A very clever way of proving Lord Stern wrong

The particularly controversial part, from an economic point of view, of the Stern Review into climate change was the use of a very low (near zero) discount rate. The discount rate you use of course being vitally important as you try to translate possible future damages into current numbers so that you can compare them with hte current costs of trying to avoid those damages.

The argument was and is that we know that humans are subject to hyperbolic discounting. Given our lifespans we tend not to think about the far future as much as we perhaps should. Thus market interest rates are fine as a guide to events in coming decades but not to things in centuries.

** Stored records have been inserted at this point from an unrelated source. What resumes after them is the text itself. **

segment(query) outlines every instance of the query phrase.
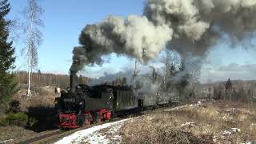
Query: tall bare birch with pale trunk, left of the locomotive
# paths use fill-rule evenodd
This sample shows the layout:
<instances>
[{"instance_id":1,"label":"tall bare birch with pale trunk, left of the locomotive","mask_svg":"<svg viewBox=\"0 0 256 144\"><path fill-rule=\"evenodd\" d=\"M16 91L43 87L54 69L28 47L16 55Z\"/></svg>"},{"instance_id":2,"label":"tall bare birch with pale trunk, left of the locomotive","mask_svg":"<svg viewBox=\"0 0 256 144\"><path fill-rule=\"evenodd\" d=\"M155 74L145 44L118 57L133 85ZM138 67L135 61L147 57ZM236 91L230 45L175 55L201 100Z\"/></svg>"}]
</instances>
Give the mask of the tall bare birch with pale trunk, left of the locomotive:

There's now been a very clever piece of new research which measures how we do actually discount for events in that far future. English property law allows for both freehold land and leasehold: and those leases can be from a century to near a millennium long. Looking at the price difference between the two it is possible to work out that discount rate that we actually do apply:

We use these estimated price discounts to back out the implied discount rate that households use to value cash flows to housing that arise more than 100 years from now. We find the discount rate for very long-run housing cash flows to be about 2.6% per year. Interestingly, we find similar implied discount rates in both the UK and in Singapore – two countries with very different institutional settings.

This discount rate is rather higher than the one Stern used in his report. And the implication of that is that if we use this new and improved discount rate then our proposed carbon tax should be lower, we should be expending less effort in attempting to avert future climate change.

We could, of course, stamp our pretty little feet and insist that humans should not value the future in this manner. That all of us should value things as Stern says we should. But the fact is that we do not: and it's rather better to try to run the world taking account of the way we all are rather than as certain dreamers would have us be. And the simple truth seems to be that we value damages to people in a century or two rather less than the costs of averting them. So, we should do less to avert them.